Mud pies and retro-childhood are for the hurt ones, small and angry inside me. They require care and special attention, but I can’t stop with them. Saving the children to starve the adolescents is a sad fate, and abandoning adults after bringing them all this long way would be indescribably cruel. I cannot work on healing all the while waiting for some ice floe to shove myself off on. There is never a time when I am not the responsible party for the people who inhabit my interior life. I live their reflection every day; there is no one-way mirror with which to hide unresolved issues, no rug to sweep them under; they flow through me like a river. I must return to them to breed new health as a salmon swims back to the waters of its birth to bring new life.
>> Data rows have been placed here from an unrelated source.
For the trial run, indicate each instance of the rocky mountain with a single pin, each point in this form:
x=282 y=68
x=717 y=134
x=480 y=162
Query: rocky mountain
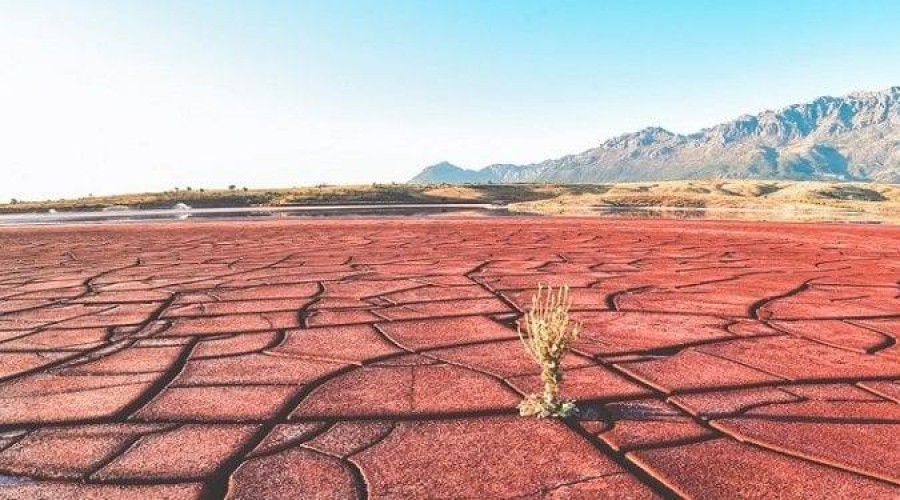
x=854 y=137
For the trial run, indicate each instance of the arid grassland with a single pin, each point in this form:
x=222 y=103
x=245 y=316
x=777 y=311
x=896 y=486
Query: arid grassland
x=882 y=200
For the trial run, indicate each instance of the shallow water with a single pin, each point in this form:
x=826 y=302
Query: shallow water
x=311 y=211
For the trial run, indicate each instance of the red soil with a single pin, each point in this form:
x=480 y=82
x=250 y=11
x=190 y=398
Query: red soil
x=379 y=359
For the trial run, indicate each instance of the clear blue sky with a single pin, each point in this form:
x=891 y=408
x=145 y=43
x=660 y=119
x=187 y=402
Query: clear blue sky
x=111 y=96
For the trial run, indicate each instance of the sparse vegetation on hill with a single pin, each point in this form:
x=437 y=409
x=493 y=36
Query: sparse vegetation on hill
x=573 y=199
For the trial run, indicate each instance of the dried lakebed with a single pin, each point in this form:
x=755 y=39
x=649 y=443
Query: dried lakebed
x=379 y=359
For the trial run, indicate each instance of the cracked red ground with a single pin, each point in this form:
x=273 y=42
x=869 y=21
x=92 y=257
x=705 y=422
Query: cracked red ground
x=379 y=359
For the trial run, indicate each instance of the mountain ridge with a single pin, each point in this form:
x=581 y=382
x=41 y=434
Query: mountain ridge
x=855 y=137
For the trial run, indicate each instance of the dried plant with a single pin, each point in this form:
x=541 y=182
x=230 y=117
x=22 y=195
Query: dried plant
x=547 y=337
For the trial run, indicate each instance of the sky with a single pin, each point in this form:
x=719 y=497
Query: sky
x=102 y=97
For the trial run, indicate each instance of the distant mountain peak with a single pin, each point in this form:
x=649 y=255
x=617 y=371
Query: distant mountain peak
x=852 y=137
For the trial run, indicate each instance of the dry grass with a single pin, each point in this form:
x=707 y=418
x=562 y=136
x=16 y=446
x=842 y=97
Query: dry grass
x=881 y=201
x=548 y=334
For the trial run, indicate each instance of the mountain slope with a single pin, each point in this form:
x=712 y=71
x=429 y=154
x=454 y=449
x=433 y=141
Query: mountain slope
x=854 y=137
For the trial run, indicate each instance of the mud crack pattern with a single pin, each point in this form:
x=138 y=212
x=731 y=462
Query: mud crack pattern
x=379 y=359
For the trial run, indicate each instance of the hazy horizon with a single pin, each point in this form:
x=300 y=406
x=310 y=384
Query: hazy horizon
x=108 y=97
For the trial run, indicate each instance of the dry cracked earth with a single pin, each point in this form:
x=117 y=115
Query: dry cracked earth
x=379 y=359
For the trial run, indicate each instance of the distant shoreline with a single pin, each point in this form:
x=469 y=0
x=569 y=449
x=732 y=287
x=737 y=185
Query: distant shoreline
x=879 y=202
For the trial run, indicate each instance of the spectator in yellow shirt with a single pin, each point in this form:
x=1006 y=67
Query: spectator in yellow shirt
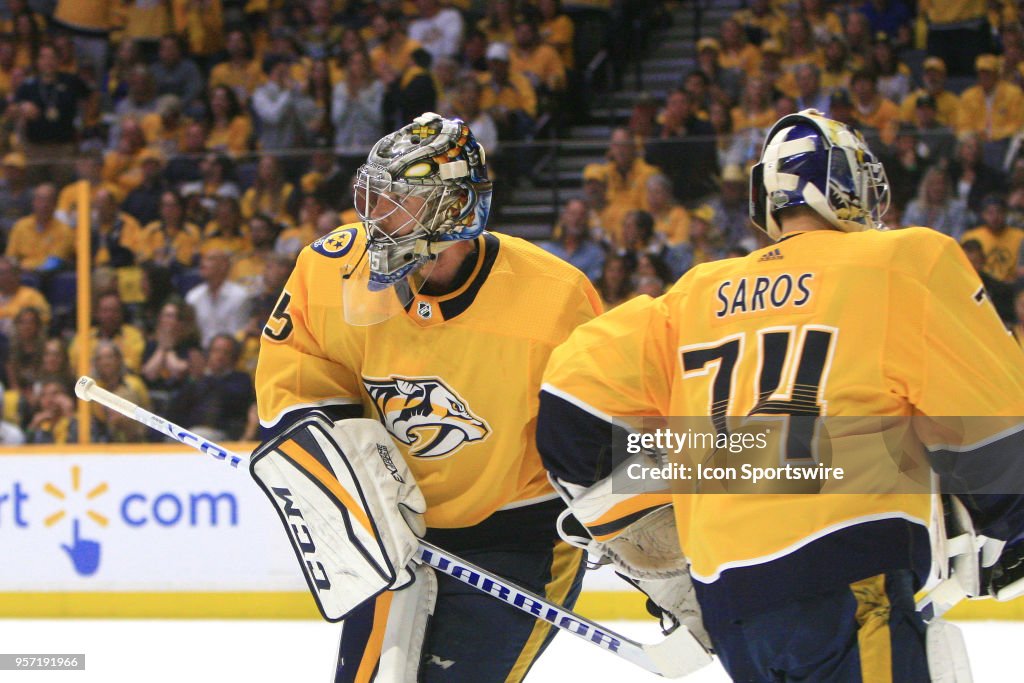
x=40 y=241
x=14 y=296
x=240 y=72
x=761 y=20
x=115 y=233
x=248 y=269
x=538 y=60
x=801 y=48
x=392 y=51
x=557 y=30
x=871 y=109
x=499 y=22
x=946 y=101
x=823 y=23
x=112 y=373
x=229 y=127
x=270 y=194
x=123 y=165
x=993 y=109
x=755 y=109
x=164 y=129
x=736 y=52
x=111 y=326
x=671 y=220
x=836 y=73
x=226 y=231
x=89 y=170
x=170 y=242
x=1000 y=242
x=507 y=95
x=626 y=174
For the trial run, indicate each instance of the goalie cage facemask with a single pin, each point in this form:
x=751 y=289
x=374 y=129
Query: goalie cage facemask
x=810 y=160
x=422 y=186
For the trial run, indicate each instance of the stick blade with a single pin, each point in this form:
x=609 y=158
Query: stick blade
x=679 y=654
x=84 y=386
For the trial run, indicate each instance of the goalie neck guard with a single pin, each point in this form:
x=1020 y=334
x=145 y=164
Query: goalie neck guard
x=422 y=186
x=810 y=160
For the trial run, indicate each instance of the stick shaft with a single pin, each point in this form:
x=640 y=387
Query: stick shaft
x=481 y=580
x=87 y=389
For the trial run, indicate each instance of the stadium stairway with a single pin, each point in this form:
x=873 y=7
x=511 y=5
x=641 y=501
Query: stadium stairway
x=530 y=209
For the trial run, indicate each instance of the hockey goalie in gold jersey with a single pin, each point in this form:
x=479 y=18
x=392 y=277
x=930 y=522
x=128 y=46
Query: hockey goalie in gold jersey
x=420 y=318
x=838 y=321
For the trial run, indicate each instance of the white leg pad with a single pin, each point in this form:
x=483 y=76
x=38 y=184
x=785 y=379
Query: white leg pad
x=947 y=660
x=408 y=620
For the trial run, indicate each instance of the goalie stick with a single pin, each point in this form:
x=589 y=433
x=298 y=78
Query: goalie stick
x=678 y=654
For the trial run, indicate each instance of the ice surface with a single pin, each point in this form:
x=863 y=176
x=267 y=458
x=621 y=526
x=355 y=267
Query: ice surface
x=158 y=651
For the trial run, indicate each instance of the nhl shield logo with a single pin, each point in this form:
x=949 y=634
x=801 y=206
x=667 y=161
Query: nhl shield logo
x=426 y=415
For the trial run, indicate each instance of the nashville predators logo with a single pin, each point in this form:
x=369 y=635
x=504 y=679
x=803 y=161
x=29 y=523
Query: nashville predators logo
x=336 y=244
x=425 y=415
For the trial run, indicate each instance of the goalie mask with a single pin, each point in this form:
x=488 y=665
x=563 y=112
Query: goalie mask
x=423 y=187
x=809 y=160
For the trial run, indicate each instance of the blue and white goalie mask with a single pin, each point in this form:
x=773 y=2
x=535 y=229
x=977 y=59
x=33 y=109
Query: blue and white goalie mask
x=810 y=160
x=423 y=187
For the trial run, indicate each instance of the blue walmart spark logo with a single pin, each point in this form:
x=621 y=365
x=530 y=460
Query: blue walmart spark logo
x=84 y=553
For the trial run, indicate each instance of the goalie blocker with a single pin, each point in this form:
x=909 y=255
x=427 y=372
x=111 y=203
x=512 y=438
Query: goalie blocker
x=349 y=505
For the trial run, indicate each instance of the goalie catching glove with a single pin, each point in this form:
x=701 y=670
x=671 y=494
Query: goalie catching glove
x=349 y=504
x=635 y=531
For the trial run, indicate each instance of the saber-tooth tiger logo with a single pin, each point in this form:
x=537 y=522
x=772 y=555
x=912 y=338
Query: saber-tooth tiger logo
x=425 y=415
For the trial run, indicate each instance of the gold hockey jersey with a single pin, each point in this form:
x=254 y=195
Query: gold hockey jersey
x=845 y=327
x=454 y=378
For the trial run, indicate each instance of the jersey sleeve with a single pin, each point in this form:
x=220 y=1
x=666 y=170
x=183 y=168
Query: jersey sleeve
x=969 y=396
x=294 y=371
x=615 y=366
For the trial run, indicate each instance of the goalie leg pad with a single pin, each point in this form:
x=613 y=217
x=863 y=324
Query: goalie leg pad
x=385 y=637
x=349 y=505
x=675 y=602
x=947 y=660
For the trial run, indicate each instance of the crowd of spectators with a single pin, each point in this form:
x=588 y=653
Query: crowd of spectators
x=673 y=191
x=215 y=138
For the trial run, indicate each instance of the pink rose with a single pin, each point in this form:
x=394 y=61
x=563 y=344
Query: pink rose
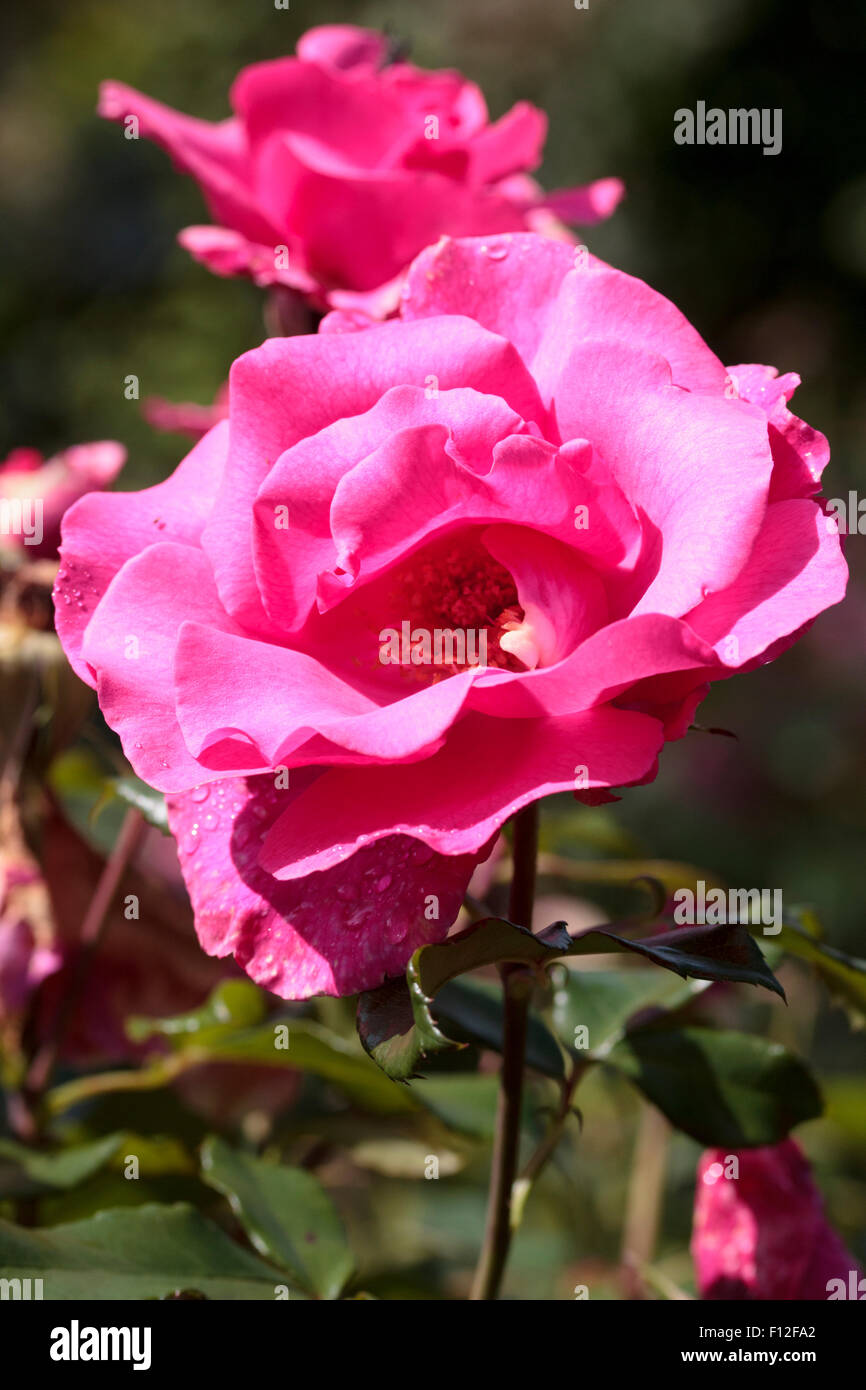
x=35 y=494
x=540 y=466
x=344 y=163
x=763 y=1233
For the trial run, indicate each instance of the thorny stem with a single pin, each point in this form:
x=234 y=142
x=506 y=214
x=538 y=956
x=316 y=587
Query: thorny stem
x=517 y=988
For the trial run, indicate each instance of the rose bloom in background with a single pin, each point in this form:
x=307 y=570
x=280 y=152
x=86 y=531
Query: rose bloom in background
x=763 y=1233
x=42 y=489
x=341 y=164
x=541 y=451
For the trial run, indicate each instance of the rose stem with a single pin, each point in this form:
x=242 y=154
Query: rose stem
x=517 y=987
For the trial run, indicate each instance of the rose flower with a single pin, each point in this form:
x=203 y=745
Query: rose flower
x=341 y=164
x=540 y=458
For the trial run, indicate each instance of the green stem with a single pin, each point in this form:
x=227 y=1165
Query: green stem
x=517 y=988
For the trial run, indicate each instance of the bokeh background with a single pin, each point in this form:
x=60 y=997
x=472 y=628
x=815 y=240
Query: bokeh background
x=765 y=255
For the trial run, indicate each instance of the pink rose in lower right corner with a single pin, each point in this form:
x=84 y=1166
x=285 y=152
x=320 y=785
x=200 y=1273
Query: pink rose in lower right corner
x=763 y=1233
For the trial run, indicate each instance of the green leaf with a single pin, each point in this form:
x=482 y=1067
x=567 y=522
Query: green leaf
x=310 y=1048
x=603 y=1001
x=727 y=1090
x=139 y=1253
x=138 y=794
x=398 y=1027
x=844 y=975
x=466 y=1104
x=25 y=1172
x=471 y=1011
x=724 y=952
x=234 y=1004
x=287 y=1214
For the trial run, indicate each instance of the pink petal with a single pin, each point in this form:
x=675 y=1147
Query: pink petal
x=697 y=466
x=763 y=1233
x=342 y=46
x=131 y=645
x=548 y=296
x=509 y=145
x=291 y=388
x=799 y=452
x=498 y=765
x=214 y=154
x=588 y=205
x=330 y=933
x=103 y=530
x=794 y=573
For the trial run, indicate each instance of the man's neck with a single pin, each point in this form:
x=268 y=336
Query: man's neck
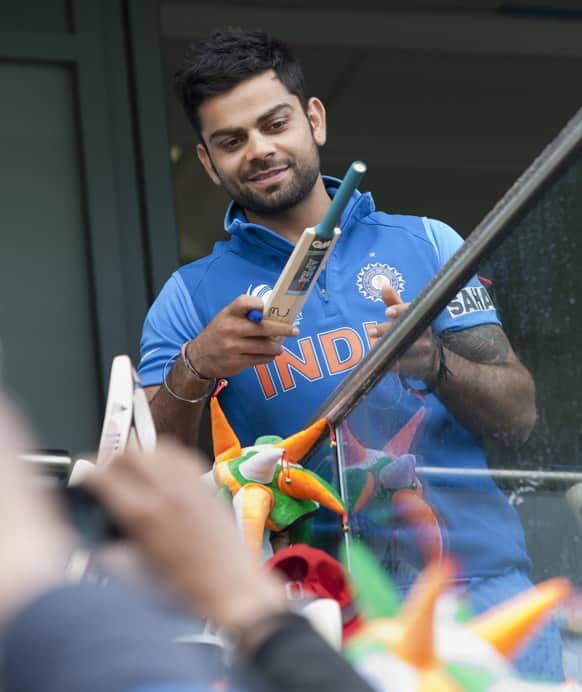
x=291 y=223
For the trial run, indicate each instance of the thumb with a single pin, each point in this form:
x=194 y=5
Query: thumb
x=390 y=296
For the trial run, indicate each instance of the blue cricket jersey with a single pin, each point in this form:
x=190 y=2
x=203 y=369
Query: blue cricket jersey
x=279 y=398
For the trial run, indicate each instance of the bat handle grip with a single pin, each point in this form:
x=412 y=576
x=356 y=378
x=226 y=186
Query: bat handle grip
x=255 y=316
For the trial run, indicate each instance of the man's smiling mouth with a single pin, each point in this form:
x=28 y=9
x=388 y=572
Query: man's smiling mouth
x=266 y=177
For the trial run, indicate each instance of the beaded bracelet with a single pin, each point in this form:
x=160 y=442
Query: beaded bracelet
x=173 y=394
x=190 y=366
x=442 y=373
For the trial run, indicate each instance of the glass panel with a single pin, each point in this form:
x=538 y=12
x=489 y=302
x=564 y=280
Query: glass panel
x=421 y=478
x=34 y=15
x=46 y=326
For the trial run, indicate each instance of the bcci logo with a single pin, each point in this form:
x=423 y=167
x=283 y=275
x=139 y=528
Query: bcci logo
x=374 y=276
x=263 y=291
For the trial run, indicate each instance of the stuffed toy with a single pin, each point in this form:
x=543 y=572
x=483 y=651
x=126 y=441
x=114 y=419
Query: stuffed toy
x=383 y=489
x=268 y=487
x=417 y=647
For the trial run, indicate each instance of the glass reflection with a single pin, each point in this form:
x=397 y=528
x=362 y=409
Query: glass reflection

I must brave the complexities of maturity; I cannot just sit in the mud.


Make a truce with your fears.


*

The Price of Today’s Ride



Much of my spiritual awakening has been spent
separating myself from the nightmare of the past,
reassuring myself that in fact, it, the horror, is over.

As my present has improved my reactions
are still invested with the hide or fly coping
of a child dealing with terror.

Things get better yet barricades are erected,
departing flights secured.
Disengaging the clutch of fingers wrapped so tightly
around the escape hatch takes a great deal of my
short supply of faith and confidence.

Laying down my anticipatory reluctance
in favor of optimism has had the breathtaking feel of pain,
though in fact it was only the separation
from a poisonous crutch and the vacuum it creates.

Allowing myself to see beauty
at the same time as I deal with the truth of the past;
standing in the full light of morning
and not blocking out the brilliant pain of night
is the outstanding gift my spiritual path affords me.



.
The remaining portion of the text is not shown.